A chave para discernir o bem e o mal – a redenção dos escolhidos (Romanos 8.29) e a queda de todos por causa do pecado (Romanos 3.23) – reside no entendimento espiritual da graça comum que cai sobre justos e injustos, e da graça especial que cai sobre os filhos da promessa. Esse é o discernimento entre os princípios elementares e o que é perfeito. Nessa linha de argumentação, o autor de Hebreus coloca os princípios elementares da doutrina de Cristo:

(1) Arrependimento de obras mortas e fé em Deus (6.1a) que é a iluminação do Espírito e a prova do dom celestial (v. 4), implicando a revelação de Deus (na natureza, na consciência e na pregação do evangelho), e o convencimento do Espírito Santo (do pecado da descrença, da justiça efetuada na obra de Cristo e do juízo condenatório de Deus – João 16.8-11).

(2) Ensino de batismos e imposição de mãos (6.2a), que se referem à participação nos aspectos visíveis da graça de Deus na vida da igreja (6.4). Isso ocorre também com os que são apenas nominalmente professos (Mateus 13.18-30 – este texto mostra que não se trata de nosso julgamento sobre os frutos de outrem, mas do discernimento de nossa maturidade e frutificação).

(3) Prova do dom celestial e da participação no Espírito Santo (6.2b), que são elementos da graça de Deus manifesta na igreja pela pregação da Palavra sobre a vida que é agora e a do porvir. São como chuvas de bênçãos que respingam sobre os que delas se aproximam – tal como ocorre com os filhos de crentes que são considerados cerimonialmente puros e santos ou com o cônjuge que é santificado no convívio com o parceiro crente (1Coríntios 7.14).

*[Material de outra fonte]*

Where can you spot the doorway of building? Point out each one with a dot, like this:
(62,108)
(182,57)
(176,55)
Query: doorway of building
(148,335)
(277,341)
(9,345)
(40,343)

O último contraste é entre a impossibilidade de renovação para arrependimento e a impossibilidade de Deus mentir. Deus jurou por si mesmo, e o texto é bem claro quanto a isso: para que, mediante duas coisas imutáveis, nas quais é impossível que Deus minta, forte alento tenhamos (6.18). A Bíblia também diz que os dons e a vocação de Deus são irrevogáveis (Romanos 11.29), do que se depreende que o texto não fala de perda de salvação, mas de que certeza de salvação.

Homens naturais, não nascidos de novo, não têm entendimento nem produzem frutos espirituais. São expostos à graça comum e poderão, até mesmo, participar dos aspectos visíveis do reino espiritual, mas se não fecharem acordo (gr. arapipto), será impossível renová-los para arrependimento. Se não aceitarem a obra perfeita da redenção, Cristo não morrerá outra vez para salvá-los.

À vista disso, nós, que somos salvos, nascidos de novo, deveríamos crescer no conhecimento de Deus e da herança da salvação, pois Deus é fiel e, além de produzir frutos em nós e por nós (João 15), com certeza recompensará nosso trabalho (Hebreus 11.6). Não vivemos como que equilibrando sobre uma corda bamba, mas temos a certeza da esperança, como âncora segura e firme que é Jesus Cristo (6.20) – não somos dos que retrocedem para a perdição; somos, entretanto, da fé, para a conservação da alma (Hebreus 10.39). Certamente deveríamos ser adultos na fé para compreender o que Cristo fez por nós e faz em nós, e o que ele requer de nós.